Y yo la escuchaba, y moría por dentro. Como si yo fuera una maldición. La causa de su dolor. Ese ángel, mi madre, lloraba… por mí. Entonces supe: yo era el problema. Una carga. Un error.

Y desde ese día, nunca más supliqué. Jamás. Decidí no causarle dolor. Jamás. Mejor me quedaba callada. Sería buena. Paciente. Invisible. Con tal de que ella no volviera a sufrir.

Desde entonces, aprendí a tragarme el llanto. A esconder el dolor. A no llorar. Aunque me desangrara por dentro. Aunque me rompiera por la soledad. Porque si ella lloraba de nuevo por mi culpa, yo no lo sobreviviría.

Capítulo 5. Su voz

Al día siguiente fui a la farmacia. Por primera vez en mucho tiempo, sola. Vlad normalmente se encarga de todo. Dice que no debo salir más de lo necesario. Que no es seguro. Que el mundo se ha vuelto cruel. Que la gente es mala. Que debo tener cuidado.

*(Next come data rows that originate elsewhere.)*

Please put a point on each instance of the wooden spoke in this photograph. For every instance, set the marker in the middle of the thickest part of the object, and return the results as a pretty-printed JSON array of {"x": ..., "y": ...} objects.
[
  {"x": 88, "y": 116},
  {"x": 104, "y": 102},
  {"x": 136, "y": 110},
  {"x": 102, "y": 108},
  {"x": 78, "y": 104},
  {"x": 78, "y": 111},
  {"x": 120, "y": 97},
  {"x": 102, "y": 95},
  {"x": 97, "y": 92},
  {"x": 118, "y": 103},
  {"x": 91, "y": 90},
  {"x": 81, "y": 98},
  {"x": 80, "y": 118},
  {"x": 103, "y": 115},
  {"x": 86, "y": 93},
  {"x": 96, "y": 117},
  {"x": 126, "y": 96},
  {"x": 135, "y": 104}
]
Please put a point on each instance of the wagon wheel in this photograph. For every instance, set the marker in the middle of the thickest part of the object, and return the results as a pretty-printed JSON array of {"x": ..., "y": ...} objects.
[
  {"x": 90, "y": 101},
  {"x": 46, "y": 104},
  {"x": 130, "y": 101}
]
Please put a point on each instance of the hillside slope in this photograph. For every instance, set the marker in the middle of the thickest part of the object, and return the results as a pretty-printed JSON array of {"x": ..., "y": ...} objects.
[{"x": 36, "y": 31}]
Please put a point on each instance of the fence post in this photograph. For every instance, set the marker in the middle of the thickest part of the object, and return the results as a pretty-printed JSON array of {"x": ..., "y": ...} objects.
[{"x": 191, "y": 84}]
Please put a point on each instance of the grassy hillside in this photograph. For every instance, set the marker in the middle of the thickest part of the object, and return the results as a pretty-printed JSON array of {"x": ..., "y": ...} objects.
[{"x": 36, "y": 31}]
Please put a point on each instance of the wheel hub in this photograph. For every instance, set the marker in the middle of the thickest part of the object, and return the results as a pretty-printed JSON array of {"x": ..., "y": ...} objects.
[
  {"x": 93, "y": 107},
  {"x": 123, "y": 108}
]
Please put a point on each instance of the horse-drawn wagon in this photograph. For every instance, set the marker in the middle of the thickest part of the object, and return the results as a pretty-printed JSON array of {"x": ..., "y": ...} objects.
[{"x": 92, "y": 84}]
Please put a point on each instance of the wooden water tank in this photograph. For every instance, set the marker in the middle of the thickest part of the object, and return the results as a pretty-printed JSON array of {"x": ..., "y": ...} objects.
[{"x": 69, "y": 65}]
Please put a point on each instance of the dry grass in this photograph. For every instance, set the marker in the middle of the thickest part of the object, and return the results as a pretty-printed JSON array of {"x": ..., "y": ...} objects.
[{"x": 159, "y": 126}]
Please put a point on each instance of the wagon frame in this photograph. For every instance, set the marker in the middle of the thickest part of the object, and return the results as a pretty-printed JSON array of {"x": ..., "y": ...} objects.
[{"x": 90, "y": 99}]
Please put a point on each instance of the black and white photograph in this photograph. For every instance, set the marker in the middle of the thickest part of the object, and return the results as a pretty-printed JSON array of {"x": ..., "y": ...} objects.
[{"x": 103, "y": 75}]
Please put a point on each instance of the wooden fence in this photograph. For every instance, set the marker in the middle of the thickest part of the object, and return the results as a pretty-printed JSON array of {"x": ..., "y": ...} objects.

Pero esta vez, él se olvidó de comprar tiritas. Y yo salí. Casi sin respirar. Como si estuviera escapando.

La mujer de la farmacia tendría unos cuarenta años, con los ojos cansados. Le pregunté por las tiritas, y de pronto me miró de otra forma. Más atenta. —¿Estás bien? —preguntó, como al pasar, pero en su voz había algo cálido, vivo.

No me lo esperaba. Fue como si me atravesara un rayo. No supe qué decir. Asentí. Demasiado rápido. Sonreí como pude: forzada, educadamente.

–Es que estás muy tensa —dijo—. Cuando trabajaba en el orfanato, los niños miraban así. Como esperando que alguien los golpeara.

Se me cayó la billetera. No fue a propósito. Simplemente mis dedos se volvieron de algodón. Ella la recogió en silencio y me la tendió. Luego añadió, en voz baja: —Conozco esa mirada… —Se inclinó un poco hacia mí, sonriendo con calidez—. Cuando por dentro hay un nudo y la boca parece cosida. Cuando quieres hablar pero no sabes por dónde empezar.

Yo no dije nada. Pero ella siguió: —Si algún día quieres simplemente hablar, ven. Después de las seis estoy sola aquí. Tengo té. Y silencio donde se puede ser una misma. Sé escuchar sin juzgar. Sin dar consejos. Solo estar.

Me miraba como si supiera más de mí que yo misma. Como si supiera todo lo que nunca dije. Y no me presionaba. Solo ofrecía un espacio. Era aterrador… y tranquilizador a la vez.

Me fui sin mirar atrás. Caminaba hacia casa, pero seguía escuchando su voz. Sonaba dentro de mí más fuerte que todas las palabras de Vlad de los últimos meses. Porque no tenía peso. Ni presión. Ni trampas.

Al llegar, Vlad estaba en la cocina. Sonreía. Hablaba de algo. Yo lo miraba… y de pronto comprendí: no huele a libertad. Es como una puerta cerrada. Bonita, barnizada, acogedora. Pero sin picaporte de mi lado.

Y su voz… la de la mujer… era como una ventana abierta. Aunque lloviera del otro lado. En ella había algo familiar. Algo que dolía. Y al mismo tiempo, sanaba.